Dado el escaso número de Cortes, es lógico que la mayoría de las Leyes que el Rey sancionaba se elaboraran fuera de aquéllas, recurriéndose normalmente a la aprobación de Pragmáticas o Decretos. Pues bien, todo este conjunto de prácticas y usos en el Gobierno y Legislación de los Reinos y Señoríos, ¿podría considerarse como una radical o substancial desviación con respecto a aquella otra presunta forma con que –según los revolucionarios tradicionalistas–, se conducían en su principado nuestros ancestrales Monarcas hasta los gloriosos días de los Reyes Católicos inclusive?

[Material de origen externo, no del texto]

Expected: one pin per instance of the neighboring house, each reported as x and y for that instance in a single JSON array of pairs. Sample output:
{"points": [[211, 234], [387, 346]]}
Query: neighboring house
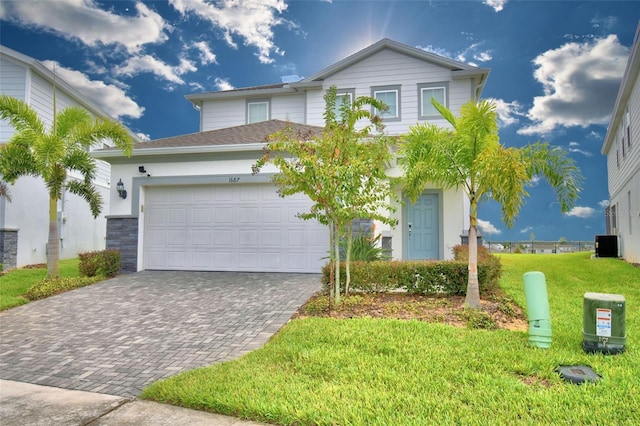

Insistimos en que hablamos de la forma (que es en lo que se fijan los liberales), no en el contenido (en donde sí podríamos entrar a opinar, si se quisiera, en si unos y otros lo hicieron mejor o peor, pero que no constituye nuestro tema). En base a este criterio, creemos que los liberales-historicistas se encuentran en un apuro, pues observamos también que, en el reinado de Isabel I, al igual que ocurría con los Borbones, sólo se convocaban Cortes, salvo alguna contada excepción, con motivo del juramento del Príncipe heredero. Cierto que fueron numerosas las veces en las que se juntó a las Cortes bajo el correinado de Isabel I y Fernando V (1474-1504), pero la razón es muy sencilla: por tenerse que jurar diversas veces al Príncipe o Princesa de Asturias como consecuencia de los varios y sucesivos fallecimientos que se producían entre éstos.